Preclinical Study Finds Tumor Suppressor May Actually Fuel Aggressive Acute Myeloid Leukemia
A study published this week in the Journal of Clinical Investigation suggests that blocking the RUNX1 protein normally credited with suppressing leukemia may be a promising therapeutic strategy for acute myeloid leukemia.
Transcription Factor RUNX1
Researchers from Cincinnati Children's Hospital Medical Center in Cincinnati, Ohio, targeted a transcription factor known as RUNX1, which also plays an important role in helping regulate the normal development of blood cells. The researchers were surprised to discover in their laboratory tests that RUNX1 was supporting the growth of acute myeloid leukemia fueled by fusion proteins.
"RUNX1 is generally considered a tumor suppressor in myeloid neoplasms, but our study found that inhibiting its activity rather than enhancing it could be a promising therapeutic strategy for acute myeloid leukemias driven by fusion proteins," said James Mulloy, PhD, a Researcher in the Division of Experimental Hematology and Cancer Biology at Cincinnati Children's and lead investigator.
Acute myeloid leukemia develops and progresses rapidly, requiring prompt treatment with chemotherapy, radiation, or bone marrow transplant. These treatments can be risky or only partially effective depending on the patient as well as the variation and progression of disease. Researchers are searching for improved treatment strategies, including targeted molecular approaches that could potentially be more effective and carry fewer side effects.
The investigators tested their finding in a genetic mouse model of acute myeloid leukemia (developed by Dr. Mulloy's laboratory) that is driven by fusion proteins and a mixed-lineage leukemic gene called MLL-AF9. The researchers genetically inhibited both RUNX1 and an associated protein called core-binding factor subunit beta (Cbfb). By doing so, the researchers were able to stop the development of leukemia cells, demonstrating the potential viability of RUNX1 as a therapeutic target.

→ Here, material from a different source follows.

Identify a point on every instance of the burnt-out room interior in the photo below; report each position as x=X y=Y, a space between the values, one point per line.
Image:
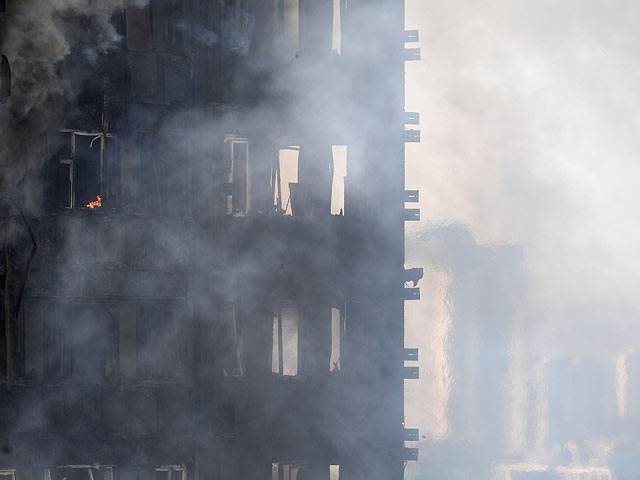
x=202 y=265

Paul Liu, MD, PhD, at the National Cancer Institute also collaborated on the study and developed a small molecule that specifically inhibits RUNX1. Using this inhibitor, the researchers showed that the acute myeloid leukemia cells were more sensitive than normal blood cells, indicating the inhibitor may be useful in the future as a therapy for patients with acute myeloid leukemia.
The research team continues to test inhibition of RUNX1 in acute myeloid leukemias driven by fusion proteins and in other blood disorders involving RUNX1. Their goal is to see how their findings might eventually lead to potential treatment of human disease.
Funding support for the research came, in part, from the National Institutes of Health's National Center for Research Resources (1UL1RR026314-01), a U.S. Public Health Service Translational Trials Development and Support Laboratory award (MO1RR08084), CancerFreeKids Foundation for Cancer Research, the Intramural Research Program of the National Human Genome Research Institute, NIH (HG000030-18), a Cincinnati Children's Clinical and Translational Science Award and the Leukemia and Lymphoma Society.
The content in this post has not been reviewed by the American Society of Clinical Oncology, Inc. (ASCO®) and does not necessarily reflect the ideas and opinions of ASCO®.